The FBI has joined forces with the UK’s National Crime Agency (NCA) and other law enforcers to suspend a popular website which sells access to stolen data.
The WeLeakInfo[.]com domain was seized by the Feds after the District Court for the District of Columbia issued a warrant, although its administrators are still at large.
Although the site claimed to be focused on helping breached internet users discover if their personal data had been compromised, by selling access to billions of records it also provided a useful resource for cyber-criminals looking to launch credential stuffing, phishing and other attacks.
“The website had claimed to provide its users a search engine to review and obtain the personal information illegally obtained in over 10,000 data breaches containing over 12 billion indexed records – including, for example, names, email addresses, usernames, phone numbers, and passwords for online accounts,” a statement from the Department of Justice explained.

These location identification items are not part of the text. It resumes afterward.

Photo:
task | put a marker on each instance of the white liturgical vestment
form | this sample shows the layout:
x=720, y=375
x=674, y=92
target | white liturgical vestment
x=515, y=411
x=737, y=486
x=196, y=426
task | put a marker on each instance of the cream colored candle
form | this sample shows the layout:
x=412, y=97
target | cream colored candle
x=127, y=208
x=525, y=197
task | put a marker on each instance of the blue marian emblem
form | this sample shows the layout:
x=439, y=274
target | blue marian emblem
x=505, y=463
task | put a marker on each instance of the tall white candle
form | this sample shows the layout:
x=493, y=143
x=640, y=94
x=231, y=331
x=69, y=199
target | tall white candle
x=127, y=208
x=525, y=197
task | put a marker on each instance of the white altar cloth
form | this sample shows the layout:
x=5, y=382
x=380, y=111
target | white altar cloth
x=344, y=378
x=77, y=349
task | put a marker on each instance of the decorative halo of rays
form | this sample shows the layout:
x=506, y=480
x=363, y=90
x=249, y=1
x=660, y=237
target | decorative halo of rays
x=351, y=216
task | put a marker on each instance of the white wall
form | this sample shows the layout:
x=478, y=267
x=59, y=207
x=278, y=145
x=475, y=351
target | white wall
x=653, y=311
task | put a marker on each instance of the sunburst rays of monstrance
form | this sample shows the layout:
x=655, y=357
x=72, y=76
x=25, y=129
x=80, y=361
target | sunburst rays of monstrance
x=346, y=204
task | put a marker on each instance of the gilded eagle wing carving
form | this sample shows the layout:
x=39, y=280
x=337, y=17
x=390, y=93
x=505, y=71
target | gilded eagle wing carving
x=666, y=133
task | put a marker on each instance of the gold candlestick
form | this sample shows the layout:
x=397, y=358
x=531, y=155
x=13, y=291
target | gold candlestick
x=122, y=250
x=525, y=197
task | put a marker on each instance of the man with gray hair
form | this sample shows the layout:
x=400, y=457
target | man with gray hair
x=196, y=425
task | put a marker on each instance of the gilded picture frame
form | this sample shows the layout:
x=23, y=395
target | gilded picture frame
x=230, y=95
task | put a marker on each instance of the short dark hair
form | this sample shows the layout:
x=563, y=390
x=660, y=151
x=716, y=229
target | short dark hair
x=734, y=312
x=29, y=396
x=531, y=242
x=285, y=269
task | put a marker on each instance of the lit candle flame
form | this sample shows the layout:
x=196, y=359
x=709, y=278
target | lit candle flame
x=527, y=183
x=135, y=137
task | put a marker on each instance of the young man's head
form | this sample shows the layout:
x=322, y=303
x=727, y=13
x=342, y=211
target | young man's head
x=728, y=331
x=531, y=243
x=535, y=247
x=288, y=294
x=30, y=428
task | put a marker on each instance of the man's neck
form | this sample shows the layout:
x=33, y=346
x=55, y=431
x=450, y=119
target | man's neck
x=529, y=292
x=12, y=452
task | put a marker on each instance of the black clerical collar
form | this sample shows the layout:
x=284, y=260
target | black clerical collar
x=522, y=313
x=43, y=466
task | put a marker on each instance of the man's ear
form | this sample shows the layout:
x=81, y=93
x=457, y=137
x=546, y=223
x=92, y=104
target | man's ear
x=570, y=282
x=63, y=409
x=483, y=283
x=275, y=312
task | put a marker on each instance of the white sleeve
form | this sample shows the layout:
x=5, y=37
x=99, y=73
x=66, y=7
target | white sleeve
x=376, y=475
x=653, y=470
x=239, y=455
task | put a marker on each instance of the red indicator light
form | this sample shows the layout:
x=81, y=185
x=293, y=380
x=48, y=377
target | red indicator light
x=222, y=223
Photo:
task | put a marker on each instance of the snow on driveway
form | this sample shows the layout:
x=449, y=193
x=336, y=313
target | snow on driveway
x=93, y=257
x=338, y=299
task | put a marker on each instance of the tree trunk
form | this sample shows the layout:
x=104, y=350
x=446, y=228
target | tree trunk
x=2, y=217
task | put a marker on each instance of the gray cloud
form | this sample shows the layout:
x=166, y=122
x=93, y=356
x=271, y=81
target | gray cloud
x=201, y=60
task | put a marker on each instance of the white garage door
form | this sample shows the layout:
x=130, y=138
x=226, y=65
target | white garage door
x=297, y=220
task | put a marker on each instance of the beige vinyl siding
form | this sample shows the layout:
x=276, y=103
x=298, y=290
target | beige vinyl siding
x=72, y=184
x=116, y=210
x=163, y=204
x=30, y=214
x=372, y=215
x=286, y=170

“The website sold subscriptions so that any user could access the results of these data breaches, with subscriptions providing unlimited searches and access during the subscription period (one day, one week, one month, or three months).”
The way it operated stood in contrast to legitimate breach notification site HaveIBeenPwned, which only lets users know if their accounts have been compromised, rather than providing access to troves of breached data.
Jake Moore, cybersecurity specialist at ESET, argued that hackers can do a great deal of damage even just with limited sets of breached emails and names.
“The big risk comes from brute force attacks, where criminals use common password combinations against emails to try and break into personal accounts,” he added.
“An incredibly large amount of people still use predictable or simple passwords. Many people's passwords are also readily available on the dark web, so it quickly and simply becomes an exercise in joining the dots for the cyber-criminals.”
The FBI is seeking any information on the owners and operators of WeLeakInfo.